Pesan Kader HMI untuk Saddam dan Arya

Pesan Kader HMI untuk Saddam dan Arya

Sadam Al Jihad (kanan) dan Arya Kharisma (kiri) berjalan di belakang Presiden Jokowi tatlaka masih satu kepengurusan. (PATRIOT)

Kamis, 20 Februari 2020 10:30 WIB

Oleh Ofika R Julias*

HIMPUNAN Mahasiswa Islam atau HMI adalah organisasi pergerakan mahasiswa tertua di Indonesia. Hingga detik ini, di usianya yang menginjak usia ke-73, HMI tetap eksis.

Profesor Lafran Pane mendirikan HMI dari tinjauan beberapa faktor permasalahan yakni; keumatan, keindonesiaan, dan keislaman. HMI secara resmi berdiri pada 5 Februari 1947 di Yogyakarta.

Usia HMI yang sudah tidak lagi muda tentu telah melahirkan tokoh-tokoh bangsa baik skala nasional maupun regional. Begitu juga dengan peran dari setiap kader HMI. Ada yang sebagai praktisi, akademisi, dan lain sebagainya.

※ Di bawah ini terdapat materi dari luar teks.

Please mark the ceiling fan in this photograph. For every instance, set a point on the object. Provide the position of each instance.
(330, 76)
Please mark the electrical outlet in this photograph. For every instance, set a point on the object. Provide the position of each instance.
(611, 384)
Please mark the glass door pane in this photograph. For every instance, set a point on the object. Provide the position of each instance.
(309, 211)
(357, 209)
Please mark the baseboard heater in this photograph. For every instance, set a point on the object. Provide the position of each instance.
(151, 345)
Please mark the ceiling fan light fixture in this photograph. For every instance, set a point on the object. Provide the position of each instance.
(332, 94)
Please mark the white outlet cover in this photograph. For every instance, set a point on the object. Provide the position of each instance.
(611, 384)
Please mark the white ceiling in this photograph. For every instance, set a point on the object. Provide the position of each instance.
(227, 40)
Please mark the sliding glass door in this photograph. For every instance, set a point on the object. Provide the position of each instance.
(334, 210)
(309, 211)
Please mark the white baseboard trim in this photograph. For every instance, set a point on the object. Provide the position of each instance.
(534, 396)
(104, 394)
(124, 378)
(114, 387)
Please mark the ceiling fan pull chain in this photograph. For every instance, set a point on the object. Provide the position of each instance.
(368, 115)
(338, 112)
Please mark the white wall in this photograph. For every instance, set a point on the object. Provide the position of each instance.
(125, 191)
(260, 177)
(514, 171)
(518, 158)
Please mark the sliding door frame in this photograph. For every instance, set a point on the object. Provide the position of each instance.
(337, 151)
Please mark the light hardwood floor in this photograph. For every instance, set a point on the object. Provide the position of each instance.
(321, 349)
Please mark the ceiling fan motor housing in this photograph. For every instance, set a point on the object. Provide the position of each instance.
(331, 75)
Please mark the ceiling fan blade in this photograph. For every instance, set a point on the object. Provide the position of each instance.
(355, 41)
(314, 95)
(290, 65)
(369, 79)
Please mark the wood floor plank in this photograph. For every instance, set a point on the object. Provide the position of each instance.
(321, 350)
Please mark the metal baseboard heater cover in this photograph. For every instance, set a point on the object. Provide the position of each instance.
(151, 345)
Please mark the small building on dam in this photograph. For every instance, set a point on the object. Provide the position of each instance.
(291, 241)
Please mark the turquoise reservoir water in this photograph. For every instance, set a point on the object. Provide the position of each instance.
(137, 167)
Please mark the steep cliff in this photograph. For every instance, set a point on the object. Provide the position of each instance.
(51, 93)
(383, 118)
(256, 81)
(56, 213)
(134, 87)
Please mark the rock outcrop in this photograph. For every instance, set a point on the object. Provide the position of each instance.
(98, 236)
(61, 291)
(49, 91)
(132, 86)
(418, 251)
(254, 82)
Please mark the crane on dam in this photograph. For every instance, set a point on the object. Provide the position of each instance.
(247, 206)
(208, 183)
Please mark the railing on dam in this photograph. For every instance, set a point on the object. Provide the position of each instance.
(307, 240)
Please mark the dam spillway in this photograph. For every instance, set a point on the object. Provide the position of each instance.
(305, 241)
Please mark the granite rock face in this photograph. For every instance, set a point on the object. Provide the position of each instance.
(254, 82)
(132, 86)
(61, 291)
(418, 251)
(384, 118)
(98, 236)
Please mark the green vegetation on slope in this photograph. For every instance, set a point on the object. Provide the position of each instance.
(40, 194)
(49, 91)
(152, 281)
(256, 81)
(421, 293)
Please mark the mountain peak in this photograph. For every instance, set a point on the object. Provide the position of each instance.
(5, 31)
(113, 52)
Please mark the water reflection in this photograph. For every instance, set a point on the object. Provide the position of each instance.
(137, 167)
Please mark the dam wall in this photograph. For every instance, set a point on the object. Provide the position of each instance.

Walaupun demikian, kader HMI di mana pun mereka berkiprah, haruslah dilandasi dengan dasar keumatan, kebangsaan dan keislaman, begitulah harapan dari Ayahanda Lafran Pane, yang pada 6 November 2017 dianugerahi gelar pahlawan nasional.

Sebagaimana yang sudah kita ketahui bahwa kader HMI telah hadir dan memberikan kontribusi terhadap perkembangan kehidupan masyarakat, bangsa, dan negara tentu mengalami banyak tantangan dan rintangan yang dihadapi oleh HMI sendiri.

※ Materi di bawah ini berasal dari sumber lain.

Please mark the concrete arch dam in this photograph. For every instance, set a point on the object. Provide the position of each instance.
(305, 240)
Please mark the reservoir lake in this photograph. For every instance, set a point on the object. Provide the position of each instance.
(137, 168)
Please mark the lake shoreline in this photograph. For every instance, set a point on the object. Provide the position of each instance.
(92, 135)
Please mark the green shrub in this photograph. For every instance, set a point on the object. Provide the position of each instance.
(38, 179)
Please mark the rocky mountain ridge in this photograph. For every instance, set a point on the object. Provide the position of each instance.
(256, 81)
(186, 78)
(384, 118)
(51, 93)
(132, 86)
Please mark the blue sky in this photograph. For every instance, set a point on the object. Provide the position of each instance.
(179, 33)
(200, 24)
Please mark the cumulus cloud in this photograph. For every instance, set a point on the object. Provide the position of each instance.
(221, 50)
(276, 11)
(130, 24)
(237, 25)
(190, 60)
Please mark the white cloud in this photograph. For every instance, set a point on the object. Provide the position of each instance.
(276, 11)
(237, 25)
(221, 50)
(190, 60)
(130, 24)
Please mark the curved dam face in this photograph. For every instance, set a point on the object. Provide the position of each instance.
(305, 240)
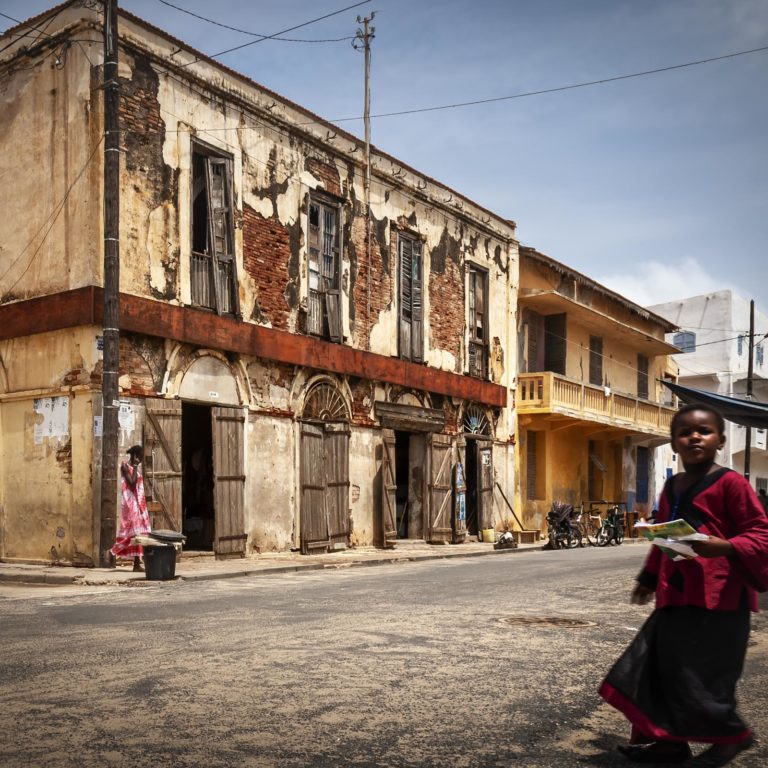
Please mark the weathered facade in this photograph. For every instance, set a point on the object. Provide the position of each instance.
(589, 403)
(304, 370)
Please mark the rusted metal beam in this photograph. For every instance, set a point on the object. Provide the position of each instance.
(84, 306)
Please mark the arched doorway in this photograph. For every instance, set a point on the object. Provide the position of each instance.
(478, 469)
(324, 470)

Seiring banyaknya kontribusi HMI dari sejak kelahirannya, maka HMI telah banyak melewati tantangan melalui 10 Fase Perjuangan HMI;

1) Fase Konsolidasi Spiritual dan Proses Berdirinya HMI (November 1946 - 5 Februari 1947);

2) Fase Berdiri dan Pengokohan (5 Februari - 30 November 1947);

3) Fase Perjuangan Bersenjata dan Perang Kemerdekaan, serta menghadapi pemberontakan II PKI (1947 - 1949);

4) Fase Pembinaan dan Pengembangan Organisasi (1950 - 1963); 5) Fase Tantangan I - Menghadapi PKI dan Islamophobia (1964 - 1965);

6) Fase Kebangkitan HMI sebagai pejuang Orde Baru dan Pelopor Kebangkitan Angkatan '66 (1966 - 1968);

7) Fase Partisipasi HMI dalam Pembangunan (1969 - Sekarang);

8) Fase Pergolakan dan Pembaharuan Pemikiran (1970 - 1994);

9) Fase Reformasi (1995 - 1999); dan,

10) Fase Tantangan II - Masa kemunduran dan kebangkitan kembali HMI, dan rekonstruksi Indonesia Baru (2000 - Sekarang).

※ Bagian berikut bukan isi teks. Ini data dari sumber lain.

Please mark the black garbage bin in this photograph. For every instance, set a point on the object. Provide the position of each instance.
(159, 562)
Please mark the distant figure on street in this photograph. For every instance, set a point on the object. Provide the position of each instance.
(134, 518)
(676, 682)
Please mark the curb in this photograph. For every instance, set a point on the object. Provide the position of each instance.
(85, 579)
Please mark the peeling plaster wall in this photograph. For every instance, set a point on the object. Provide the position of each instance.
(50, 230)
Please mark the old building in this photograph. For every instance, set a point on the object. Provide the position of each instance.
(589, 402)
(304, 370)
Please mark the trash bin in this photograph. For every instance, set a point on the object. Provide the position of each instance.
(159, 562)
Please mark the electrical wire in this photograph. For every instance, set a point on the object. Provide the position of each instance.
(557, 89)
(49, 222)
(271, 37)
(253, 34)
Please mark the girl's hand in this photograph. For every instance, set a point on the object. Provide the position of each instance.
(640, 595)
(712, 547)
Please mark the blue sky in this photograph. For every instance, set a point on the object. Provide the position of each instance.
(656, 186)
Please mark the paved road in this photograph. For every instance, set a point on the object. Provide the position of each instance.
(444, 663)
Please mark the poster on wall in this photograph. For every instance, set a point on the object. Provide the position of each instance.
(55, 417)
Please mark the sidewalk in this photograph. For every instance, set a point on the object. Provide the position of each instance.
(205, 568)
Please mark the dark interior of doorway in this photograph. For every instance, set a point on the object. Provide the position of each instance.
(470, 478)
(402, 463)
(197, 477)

Di masa Pemerintahan Orde Baru Presiden Soeharto memberlakukan asas tunggal Pancasila bagi seluruh organisasi kemasyarakatan dan kepemudaan (mahasiswa) membuat tubuh HMI berada di persimpangan jalan antara kelompok yang ingin terus mempertahankan asas Islam dengan kelompok yang ingin menggunakan asas Pancasila.

Maka klimaksnya, pada kongres di Padang tahun 1986 HMI pecah menjadi dua kubu; HMI Dipo dan HMI MPO (Majelis Penyelamat Organisasi). Bahkan konflik tubuh HMI Dipo dan HMI MPO sampai saat ini masih belum terselesaikan dengan tuntas dalam upaya penyatuan antara dua kubu.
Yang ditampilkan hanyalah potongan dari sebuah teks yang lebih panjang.